How are f-statistics used in the linear regression model?
The linear regression model represents the response variable as a function of one or more predictor variables. There are different types of hypothesis tests such as t-tests and f-test which are used for assessing the suitability of the linear regression model. You may want to check this blog to learn more – linear regression hypothesis testing example. One of the claims or hypotheses that need to be tested in relation to the linear regression model is whether the linear regression model is a valid one. This is tested by setting the null hypothesis that the response variable can not be represented as a function of any of the predictor variables. Thus, if the following is a linear regression model or function:
y = β0 + β1×1 + β2×2 + β3×3,
- y is the response variable
- x1, x2, and x3 are predictor variables
- β1, β2, β3 are coefficients or parameters to be estimated for x1, x2, and x3 predictor variables
Then, the null and alternate hypotheses can be written as:
H0: β1 = β2 = β3 = 0 (Regression model does not exist)
Ha: Any one of the coefficients is not equal to zero; At least one βi is not equal to 0
The above hypothesis can be tested using statistical test such as F-test. And, the test statistics is called f-statistics. The f-statistic is calculated from the following formula:
f = MSR / MSE
= Mean sum of squares regression / Mean sum of squares error
Let’s learn the concept of MSR and MSE in terms of explained and unexplained variance using the diagram shown below:
In the above diagram, the variance explained by the regression model is represented using the sum of squares for the model or sum of squares regression (SSR). The variance not explained by the regression model is the sum of squares for error (SSE) or the sum of squares for residuals. The f-statistics is defined as a function of SSR and SSE in the following manner:
f = (SSR/DFssr) / (SSE/DFsse)
DFssr = Degree of freedom for regression model; The value is equal to the number of parameters or coefficients
DFssr = p
DFsse = Degree of freedom for error; The value is equal to the total number of records (N) minus the number of coefficients (p)
DFsse = N – p – 1
Thus, the formula for f-statistics can be written as the following:
f = (SSR/p) / (SSE/(N-p -1))
Example: f-statistics with a linear regression model
Let’s say we have a problem estimating the sales in terms of the household income, age of head of the house, and the household size. We have a data set of 200 records. The following is the linear regression model:
y = β0 + β1*Income + β2*HH.size + β3*Age
Where y is the estimated sales, Income is the household income (in $1000s), Age is the age of head of house (in years) and HH.size is the household size (number of people in the household).
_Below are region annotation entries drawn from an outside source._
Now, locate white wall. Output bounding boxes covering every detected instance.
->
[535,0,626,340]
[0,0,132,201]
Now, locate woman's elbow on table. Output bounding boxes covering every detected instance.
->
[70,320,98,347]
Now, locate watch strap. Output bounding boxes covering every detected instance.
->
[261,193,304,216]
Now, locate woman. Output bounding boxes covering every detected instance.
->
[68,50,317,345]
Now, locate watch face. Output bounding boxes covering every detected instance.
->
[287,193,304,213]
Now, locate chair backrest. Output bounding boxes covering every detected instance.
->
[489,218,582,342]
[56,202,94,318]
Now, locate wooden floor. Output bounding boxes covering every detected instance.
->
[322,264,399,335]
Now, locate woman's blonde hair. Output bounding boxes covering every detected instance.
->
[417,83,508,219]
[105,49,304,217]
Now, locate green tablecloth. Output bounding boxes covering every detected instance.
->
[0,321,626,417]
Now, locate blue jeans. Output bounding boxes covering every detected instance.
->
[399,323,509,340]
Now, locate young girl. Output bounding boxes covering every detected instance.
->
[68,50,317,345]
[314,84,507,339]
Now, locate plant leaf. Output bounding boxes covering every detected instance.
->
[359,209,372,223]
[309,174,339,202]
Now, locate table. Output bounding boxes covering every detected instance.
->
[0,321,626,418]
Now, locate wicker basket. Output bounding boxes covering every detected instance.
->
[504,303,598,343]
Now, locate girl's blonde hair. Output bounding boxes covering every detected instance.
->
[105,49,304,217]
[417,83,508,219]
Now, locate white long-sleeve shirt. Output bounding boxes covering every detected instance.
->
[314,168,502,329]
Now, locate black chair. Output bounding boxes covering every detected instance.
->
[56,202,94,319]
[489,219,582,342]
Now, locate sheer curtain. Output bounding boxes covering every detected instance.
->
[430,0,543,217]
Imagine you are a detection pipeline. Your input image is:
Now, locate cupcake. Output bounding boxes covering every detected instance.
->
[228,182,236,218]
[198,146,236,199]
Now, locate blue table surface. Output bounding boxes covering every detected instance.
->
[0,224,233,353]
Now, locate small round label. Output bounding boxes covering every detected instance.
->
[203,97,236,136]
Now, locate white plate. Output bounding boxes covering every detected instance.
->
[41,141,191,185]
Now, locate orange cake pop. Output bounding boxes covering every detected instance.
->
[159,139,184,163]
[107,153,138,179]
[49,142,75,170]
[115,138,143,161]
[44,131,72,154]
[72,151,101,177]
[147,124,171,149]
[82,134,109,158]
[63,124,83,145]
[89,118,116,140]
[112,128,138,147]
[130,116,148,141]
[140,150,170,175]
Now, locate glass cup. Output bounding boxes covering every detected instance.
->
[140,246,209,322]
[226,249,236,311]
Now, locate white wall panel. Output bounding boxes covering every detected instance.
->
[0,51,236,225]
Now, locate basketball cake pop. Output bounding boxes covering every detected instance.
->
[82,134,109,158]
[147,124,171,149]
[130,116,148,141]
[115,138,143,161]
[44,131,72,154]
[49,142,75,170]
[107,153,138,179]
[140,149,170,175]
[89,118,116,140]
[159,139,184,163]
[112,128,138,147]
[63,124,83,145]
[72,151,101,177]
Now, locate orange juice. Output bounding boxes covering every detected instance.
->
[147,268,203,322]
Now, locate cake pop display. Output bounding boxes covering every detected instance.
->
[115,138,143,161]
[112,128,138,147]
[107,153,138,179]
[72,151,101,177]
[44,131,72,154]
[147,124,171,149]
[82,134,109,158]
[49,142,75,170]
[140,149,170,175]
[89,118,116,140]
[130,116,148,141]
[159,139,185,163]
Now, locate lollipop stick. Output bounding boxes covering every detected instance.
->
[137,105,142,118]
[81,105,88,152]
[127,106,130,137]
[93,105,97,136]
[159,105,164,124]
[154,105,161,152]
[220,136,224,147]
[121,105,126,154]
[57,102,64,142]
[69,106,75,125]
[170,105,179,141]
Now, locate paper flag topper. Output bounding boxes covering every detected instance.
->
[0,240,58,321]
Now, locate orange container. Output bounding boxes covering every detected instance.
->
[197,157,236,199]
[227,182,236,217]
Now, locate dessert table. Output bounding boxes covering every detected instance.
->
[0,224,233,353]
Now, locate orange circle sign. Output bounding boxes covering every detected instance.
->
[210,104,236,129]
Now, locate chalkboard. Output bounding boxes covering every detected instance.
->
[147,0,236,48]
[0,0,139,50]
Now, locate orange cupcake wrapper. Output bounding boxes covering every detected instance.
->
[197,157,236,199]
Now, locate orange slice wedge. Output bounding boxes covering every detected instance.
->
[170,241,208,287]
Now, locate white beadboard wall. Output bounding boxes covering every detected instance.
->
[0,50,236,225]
The following represents the hypothesis test for the linear regression model:
H0: β1 = β2 = β3 = 0
Ha: At least one of the coefficients is not equal to zero.
Now, let’s perform the hypothesis testing by calculating f-statistics for this problem.
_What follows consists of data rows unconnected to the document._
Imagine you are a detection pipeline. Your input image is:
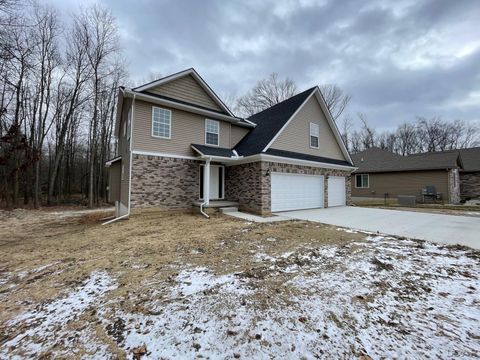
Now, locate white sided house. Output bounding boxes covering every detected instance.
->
[107,69,355,217]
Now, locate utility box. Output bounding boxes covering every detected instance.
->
[398,195,417,206]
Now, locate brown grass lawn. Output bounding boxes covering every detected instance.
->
[0,210,480,359]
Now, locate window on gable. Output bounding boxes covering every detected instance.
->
[205,119,220,146]
[310,123,320,149]
[125,107,132,140]
[355,174,370,189]
[152,107,172,139]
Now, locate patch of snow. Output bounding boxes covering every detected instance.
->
[254,253,277,262]
[171,267,249,298]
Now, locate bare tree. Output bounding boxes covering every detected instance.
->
[236,73,297,116]
[392,122,419,155]
[76,5,118,208]
[320,84,352,120]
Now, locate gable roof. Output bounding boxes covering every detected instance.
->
[191,144,236,158]
[235,87,315,156]
[265,148,352,166]
[352,148,462,173]
[133,68,234,116]
[458,147,480,171]
[235,86,353,165]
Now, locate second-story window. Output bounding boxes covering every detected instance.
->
[310,123,320,149]
[205,119,220,146]
[152,107,172,139]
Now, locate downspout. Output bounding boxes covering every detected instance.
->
[200,158,211,219]
[102,93,135,225]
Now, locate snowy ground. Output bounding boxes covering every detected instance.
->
[0,223,480,359]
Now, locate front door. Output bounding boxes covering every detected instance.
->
[200,165,224,200]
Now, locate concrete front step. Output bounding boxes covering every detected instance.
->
[218,206,238,214]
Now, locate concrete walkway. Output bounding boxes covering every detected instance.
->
[223,211,291,223]
[277,206,480,249]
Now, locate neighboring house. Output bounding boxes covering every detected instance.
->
[107,69,354,216]
[352,148,480,204]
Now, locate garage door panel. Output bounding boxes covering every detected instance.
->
[327,176,346,207]
[271,173,324,211]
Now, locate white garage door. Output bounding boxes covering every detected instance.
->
[271,173,323,211]
[328,176,345,207]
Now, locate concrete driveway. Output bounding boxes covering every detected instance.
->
[277,206,480,249]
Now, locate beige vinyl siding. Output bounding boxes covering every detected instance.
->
[230,125,250,147]
[118,99,136,211]
[133,100,230,156]
[352,170,450,201]
[271,96,346,160]
[147,75,223,112]
[108,161,122,203]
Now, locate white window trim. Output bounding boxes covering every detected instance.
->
[151,106,172,140]
[198,164,225,201]
[308,122,320,149]
[205,119,220,146]
[355,174,370,189]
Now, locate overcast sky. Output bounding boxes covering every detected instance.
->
[52,0,480,130]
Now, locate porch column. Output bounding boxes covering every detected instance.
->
[203,158,210,205]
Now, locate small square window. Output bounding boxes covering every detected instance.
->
[355,174,370,189]
[310,123,320,149]
[205,119,220,146]
[152,107,172,139]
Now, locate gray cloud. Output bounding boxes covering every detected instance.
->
[55,0,480,130]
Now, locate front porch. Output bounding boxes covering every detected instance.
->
[189,200,238,209]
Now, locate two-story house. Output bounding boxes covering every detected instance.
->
[107,69,355,217]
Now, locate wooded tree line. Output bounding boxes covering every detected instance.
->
[341,114,480,155]
[0,0,126,208]
[0,0,478,208]
[234,73,480,155]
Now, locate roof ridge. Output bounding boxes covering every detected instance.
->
[247,86,316,119]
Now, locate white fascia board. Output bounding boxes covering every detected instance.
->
[227,154,357,171]
[125,90,255,128]
[315,86,353,164]
[132,150,198,160]
[135,68,233,116]
[262,91,315,152]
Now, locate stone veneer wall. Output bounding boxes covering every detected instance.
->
[448,169,460,204]
[225,161,270,214]
[131,154,200,210]
[460,171,480,199]
[225,161,352,214]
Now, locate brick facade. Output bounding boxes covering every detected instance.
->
[460,171,480,200]
[225,161,352,214]
[131,155,351,214]
[448,169,460,204]
[131,155,200,210]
DFssr = p = 3 (Number of coefficients)
SSR is calculated as 770565.1
MSR = SSR/DFssr = 770565.1 / 3 = 256855.033
DFsse = N – p – 1 = 200 – 3 – 1 = 196
SSE is calculated as 1557415.4
MSE = SSE/DFsse = 1557415.4 / 196 = 7945.99
The f-statistic can be calculated using the following formula:
f = MSR / MSE
= 256855.033 / 7945.99
The f-statistics can be represented as the following:
f = 32.325 at the degree of freedom as 3, 196.
The next step will be to find out the critical value of F-statistics at the level of significance as 0.05 with the degree of freedom as 3, 196.
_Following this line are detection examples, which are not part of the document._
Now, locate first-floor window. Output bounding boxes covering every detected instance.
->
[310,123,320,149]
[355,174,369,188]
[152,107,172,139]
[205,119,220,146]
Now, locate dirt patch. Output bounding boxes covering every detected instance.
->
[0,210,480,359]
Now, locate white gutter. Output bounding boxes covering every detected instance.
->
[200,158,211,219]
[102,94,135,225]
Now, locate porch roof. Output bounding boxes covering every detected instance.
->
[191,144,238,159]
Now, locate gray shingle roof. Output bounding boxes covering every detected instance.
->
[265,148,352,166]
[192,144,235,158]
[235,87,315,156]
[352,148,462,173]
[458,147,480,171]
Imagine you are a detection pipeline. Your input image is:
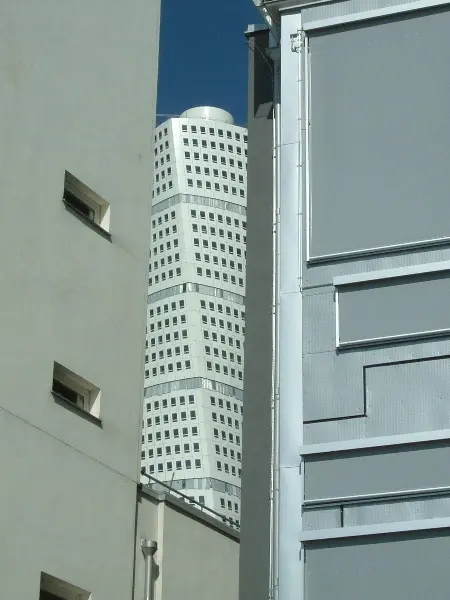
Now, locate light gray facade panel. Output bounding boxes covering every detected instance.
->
[305,442,450,500]
[239,31,273,600]
[280,143,301,293]
[303,248,450,290]
[344,498,450,527]
[305,531,450,600]
[339,273,450,343]
[365,356,450,435]
[302,506,342,531]
[303,339,450,444]
[302,0,448,25]
[279,292,303,468]
[303,351,366,426]
[310,8,450,257]
[303,288,336,354]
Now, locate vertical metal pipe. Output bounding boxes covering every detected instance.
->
[141,540,158,600]
[270,35,281,600]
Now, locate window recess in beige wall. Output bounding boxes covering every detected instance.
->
[52,362,101,426]
[62,171,111,240]
[39,573,92,600]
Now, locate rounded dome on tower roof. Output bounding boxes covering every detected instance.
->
[180,106,234,125]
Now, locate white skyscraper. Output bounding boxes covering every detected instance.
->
[141,107,247,520]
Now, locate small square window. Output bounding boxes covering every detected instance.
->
[52,362,100,423]
[63,171,111,239]
[39,572,91,600]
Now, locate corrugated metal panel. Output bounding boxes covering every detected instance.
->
[339,274,450,343]
[303,351,365,421]
[344,498,450,527]
[305,531,450,600]
[309,8,450,257]
[302,0,448,23]
[303,508,341,530]
[305,442,450,500]
[303,289,336,354]
[366,357,450,435]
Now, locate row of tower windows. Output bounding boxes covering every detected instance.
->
[148,267,181,285]
[191,208,247,229]
[150,328,244,353]
[155,127,168,142]
[196,267,244,287]
[155,167,172,187]
[195,252,244,273]
[141,460,202,475]
[187,179,245,198]
[192,233,247,245]
[184,150,247,168]
[186,165,244,183]
[181,123,247,143]
[148,253,180,271]
[183,138,247,157]
[203,329,241,348]
[192,232,246,256]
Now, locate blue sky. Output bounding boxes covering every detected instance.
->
[157,0,261,125]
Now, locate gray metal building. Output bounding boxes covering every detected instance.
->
[244,0,450,600]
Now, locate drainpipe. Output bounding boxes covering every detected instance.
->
[141,540,158,600]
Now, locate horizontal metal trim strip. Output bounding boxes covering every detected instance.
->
[336,329,450,350]
[303,0,450,31]
[333,260,450,287]
[302,486,450,510]
[307,237,450,263]
[299,517,450,542]
[299,429,450,460]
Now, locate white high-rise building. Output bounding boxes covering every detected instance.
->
[141,107,247,520]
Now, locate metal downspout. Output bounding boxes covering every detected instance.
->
[141,540,158,600]
[270,43,281,600]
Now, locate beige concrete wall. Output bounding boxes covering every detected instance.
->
[135,495,239,600]
[0,0,160,600]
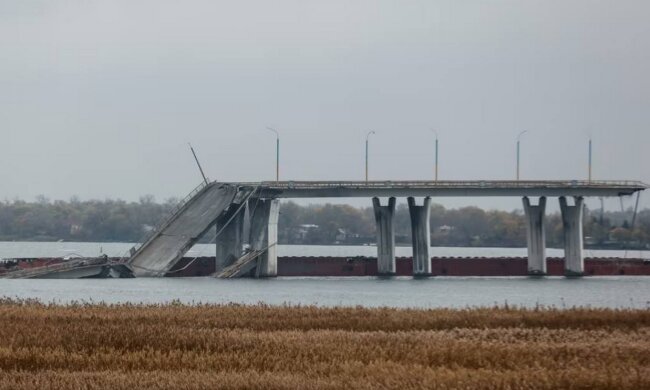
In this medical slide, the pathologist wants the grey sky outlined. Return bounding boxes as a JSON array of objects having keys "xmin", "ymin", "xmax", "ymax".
[{"xmin": 0, "ymin": 0, "xmax": 650, "ymax": 213}]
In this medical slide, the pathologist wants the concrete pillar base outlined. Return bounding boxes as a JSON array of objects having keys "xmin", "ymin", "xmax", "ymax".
[
  {"xmin": 408, "ymin": 197, "xmax": 432, "ymax": 277},
  {"xmin": 523, "ymin": 196, "xmax": 546, "ymax": 276},
  {"xmin": 372, "ymin": 197, "xmax": 396, "ymax": 276},
  {"xmin": 560, "ymin": 196, "xmax": 585, "ymax": 277},
  {"xmin": 248, "ymin": 199, "xmax": 280, "ymax": 278}
]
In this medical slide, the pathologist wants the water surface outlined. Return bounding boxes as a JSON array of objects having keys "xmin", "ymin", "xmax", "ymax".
[{"xmin": 0, "ymin": 276, "xmax": 650, "ymax": 308}]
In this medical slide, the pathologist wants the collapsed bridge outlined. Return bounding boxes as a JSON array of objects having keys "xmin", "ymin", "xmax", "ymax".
[{"xmin": 2, "ymin": 180, "xmax": 649, "ymax": 277}]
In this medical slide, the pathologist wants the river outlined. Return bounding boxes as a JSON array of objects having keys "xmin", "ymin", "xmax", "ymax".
[{"xmin": 0, "ymin": 242, "xmax": 650, "ymax": 309}]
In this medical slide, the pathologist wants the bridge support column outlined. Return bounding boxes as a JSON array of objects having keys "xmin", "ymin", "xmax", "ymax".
[
  {"xmin": 560, "ymin": 196, "xmax": 585, "ymax": 276},
  {"xmin": 249, "ymin": 199, "xmax": 280, "ymax": 277},
  {"xmin": 215, "ymin": 204, "xmax": 246, "ymax": 273},
  {"xmin": 523, "ymin": 196, "xmax": 546, "ymax": 275},
  {"xmin": 408, "ymin": 196, "xmax": 431, "ymax": 276},
  {"xmin": 372, "ymin": 197, "xmax": 396, "ymax": 275}
]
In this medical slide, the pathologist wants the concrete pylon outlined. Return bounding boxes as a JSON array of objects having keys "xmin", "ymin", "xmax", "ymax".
[
  {"xmin": 523, "ymin": 196, "xmax": 546, "ymax": 275},
  {"xmin": 560, "ymin": 196, "xmax": 585, "ymax": 276},
  {"xmin": 248, "ymin": 199, "xmax": 280, "ymax": 278},
  {"xmin": 372, "ymin": 197, "xmax": 396, "ymax": 275},
  {"xmin": 408, "ymin": 196, "xmax": 431, "ymax": 276},
  {"xmin": 215, "ymin": 204, "xmax": 246, "ymax": 273}
]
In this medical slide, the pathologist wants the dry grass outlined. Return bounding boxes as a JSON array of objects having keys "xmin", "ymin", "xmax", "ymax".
[{"xmin": 0, "ymin": 300, "xmax": 650, "ymax": 390}]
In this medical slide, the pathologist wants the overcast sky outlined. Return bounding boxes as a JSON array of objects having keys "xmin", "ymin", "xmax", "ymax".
[{"xmin": 0, "ymin": 0, "xmax": 650, "ymax": 213}]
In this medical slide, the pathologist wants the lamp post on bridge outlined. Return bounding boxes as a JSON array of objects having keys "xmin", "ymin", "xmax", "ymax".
[
  {"xmin": 266, "ymin": 126, "xmax": 280, "ymax": 183},
  {"xmin": 431, "ymin": 129, "xmax": 438, "ymax": 181},
  {"xmin": 589, "ymin": 138, "xmax": 592, "ymax": 182},
  {"xmin": 366, "ymin": 130, "xmax": 376, "ymax": 183},
  {"xmin": 517, "ymin": 130, "xmax": 528, "ymax": 180}
]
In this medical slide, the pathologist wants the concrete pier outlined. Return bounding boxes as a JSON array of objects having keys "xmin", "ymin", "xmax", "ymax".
[
  {"xmin": 215, "ymin": 204, "xmax": 246, "ymax": 273},
  {"xmin": 560, "ymin": 196, "xmax": 585, "ymax": 276},
  {"xmin": 523, "ymin": 196, "xmax": 546, "ymax": 275},
  {"xmin": 372, "ymin": 197, "xmax": 396, "ymax": 275},
  {"xmin": 408, "ymin": 196, "xmax": 431, "ymax": 276},
  {"xmin": 248, "ymin": 199, "xmax": 280, "ymax": 278}
]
f (critical value) = 2.651.
As the f-statistics of 32.325 is greater than the critical value of 2.651, it means that there’s statistical evidence for rejecting H0: β1=β2=β3=0. We can reject the null hypothesis that the value of all coefficients = 0. Thus, the alternate hypothesis holds good which means that at least one of the coefficients related to the predictor variables such as income, age, and HH.size is non-zero.
f-statistics is a statistic used to test the significance of regression coefficients in linear regression models. f-statistics can be calculated as MSR/MSE where MSR represents the mean sum of squares regression and MSE represents the mean sum of squares error. MSR can be calculated as SSR/DFssr where SSR is the sum of squares regression and DFssr represents the degree of freedom for the regression model. MSE can be calculated as SSE/DFsse where SSE is the sum of squares error and DFsse represents the degree of freedom for error. The critical value of f-statistics can be found using the f(critical value) formula. If the value of f-statistics is greater than the critical value, we can reject the null hypothesis and concludes that there’s a significant relationship between the predictor variables and the response variable.